L’altro prete al centro dello scandolo, questa volta per abusi sessuali è don Nello Giraudo:si tratterebbe di toccamenti nei confronti di un giovane avvenuti in un campo scout. Giraudo ha patteggiato un anno con la condizionale e ha ottenuto dalla Santa sede la dispensa dallo stato clericale. Le indagini però sono proseguite, e un blitz della Mobile in Curia a Savona, tra fine 2010 e inizio 2011, su incarico della Procura, aveva fatto ritrovare nella cassaforte del palazzo vescovile un intero fascicolo su don Giraudo, risalente agli anni Novanta, quando era vescovo monsignor Lafranconi.

Un vescovo progressista

Dante Lafranconi ha 72 anni. È nato il 10 marzo del 1940 a Mandello Lario, nel comasco.
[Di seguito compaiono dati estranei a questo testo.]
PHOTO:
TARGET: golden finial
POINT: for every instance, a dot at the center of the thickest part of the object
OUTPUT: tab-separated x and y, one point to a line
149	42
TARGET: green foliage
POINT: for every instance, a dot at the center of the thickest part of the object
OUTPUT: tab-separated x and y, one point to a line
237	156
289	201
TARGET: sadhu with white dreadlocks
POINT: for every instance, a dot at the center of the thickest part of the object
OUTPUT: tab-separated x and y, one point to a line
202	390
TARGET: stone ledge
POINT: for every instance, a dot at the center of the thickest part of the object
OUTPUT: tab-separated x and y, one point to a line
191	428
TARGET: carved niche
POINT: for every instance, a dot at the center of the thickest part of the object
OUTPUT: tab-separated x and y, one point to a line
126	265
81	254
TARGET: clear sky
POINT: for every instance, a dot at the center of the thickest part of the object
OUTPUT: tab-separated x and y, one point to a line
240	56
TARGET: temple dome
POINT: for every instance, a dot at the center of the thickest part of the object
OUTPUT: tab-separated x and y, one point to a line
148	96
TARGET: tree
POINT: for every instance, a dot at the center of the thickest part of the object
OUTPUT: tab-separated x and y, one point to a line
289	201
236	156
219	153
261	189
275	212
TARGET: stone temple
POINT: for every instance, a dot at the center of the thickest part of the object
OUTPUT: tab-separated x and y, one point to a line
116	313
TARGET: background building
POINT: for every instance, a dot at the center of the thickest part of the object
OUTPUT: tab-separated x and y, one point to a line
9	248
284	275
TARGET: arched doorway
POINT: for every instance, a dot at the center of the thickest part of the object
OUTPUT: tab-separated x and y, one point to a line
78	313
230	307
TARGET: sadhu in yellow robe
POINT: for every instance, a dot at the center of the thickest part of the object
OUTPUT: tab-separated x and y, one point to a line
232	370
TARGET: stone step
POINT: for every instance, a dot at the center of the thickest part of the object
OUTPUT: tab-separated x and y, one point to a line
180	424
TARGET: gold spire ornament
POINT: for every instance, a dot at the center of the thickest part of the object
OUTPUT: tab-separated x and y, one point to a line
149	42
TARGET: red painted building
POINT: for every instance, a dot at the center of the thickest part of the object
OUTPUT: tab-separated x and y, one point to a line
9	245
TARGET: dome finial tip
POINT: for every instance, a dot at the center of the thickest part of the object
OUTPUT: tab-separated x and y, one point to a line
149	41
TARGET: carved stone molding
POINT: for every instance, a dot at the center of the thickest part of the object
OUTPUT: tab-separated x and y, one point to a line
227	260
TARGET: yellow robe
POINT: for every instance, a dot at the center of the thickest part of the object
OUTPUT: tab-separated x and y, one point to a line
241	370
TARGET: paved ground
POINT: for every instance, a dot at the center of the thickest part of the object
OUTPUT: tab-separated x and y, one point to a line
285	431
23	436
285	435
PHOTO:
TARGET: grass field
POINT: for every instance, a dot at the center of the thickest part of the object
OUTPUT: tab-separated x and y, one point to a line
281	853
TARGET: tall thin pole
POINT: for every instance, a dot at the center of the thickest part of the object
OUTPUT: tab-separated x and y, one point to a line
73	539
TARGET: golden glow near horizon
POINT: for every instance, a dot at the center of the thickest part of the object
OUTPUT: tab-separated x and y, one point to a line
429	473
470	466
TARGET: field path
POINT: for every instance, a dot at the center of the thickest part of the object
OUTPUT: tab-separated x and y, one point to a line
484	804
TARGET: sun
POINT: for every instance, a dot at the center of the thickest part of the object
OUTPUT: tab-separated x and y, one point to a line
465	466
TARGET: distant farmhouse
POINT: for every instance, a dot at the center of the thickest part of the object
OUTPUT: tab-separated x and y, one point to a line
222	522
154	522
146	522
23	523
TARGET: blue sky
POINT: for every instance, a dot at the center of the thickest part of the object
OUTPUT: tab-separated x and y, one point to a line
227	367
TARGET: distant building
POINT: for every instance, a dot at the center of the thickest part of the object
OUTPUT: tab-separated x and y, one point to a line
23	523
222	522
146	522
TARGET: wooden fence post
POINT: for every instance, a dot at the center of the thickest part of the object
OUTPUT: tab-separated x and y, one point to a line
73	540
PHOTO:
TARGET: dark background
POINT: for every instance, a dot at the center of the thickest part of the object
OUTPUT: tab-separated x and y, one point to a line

Attualmente è vescovo di Cremona, vicepresidente della Conferenza Episcopale Lombarda e membro della Commissione Episcopale per la dottrina della fede, l’annuncio e la catechesi.
Ordinato sacerdote il 28 giugno 1964, inizia il suo ministero nella diocesi di Como inizialmente come vicerettore del Seminario e successivamente come docente di Teologia Morale, di Storia della Chiesa e Patrologia.
Nel 1986 venne nominato delegato episcopale per la Pastorale della famiglia e nel 1991 vicario episcopale per la cura dei sacerdoti nel primo decennio di ordinazione. Alla fine del 1991 è nominato vescovo di Savona-Noli, carica che mantiene per un decennio. L’8 settembre del 2001 viene trasferito a guidare la diocesi di Cremona. Il solenne ingresso avviene il 4 novembre. È noto alle cronache nazionali per avere concesso la temporanea facoltà di amministrare l’assoluzione per chi confessava di aver commesso o aiutato a procurare un aborto, per essersi di fatto schierato a favore dei preti sposati e per dialogare anche con le comunità gay.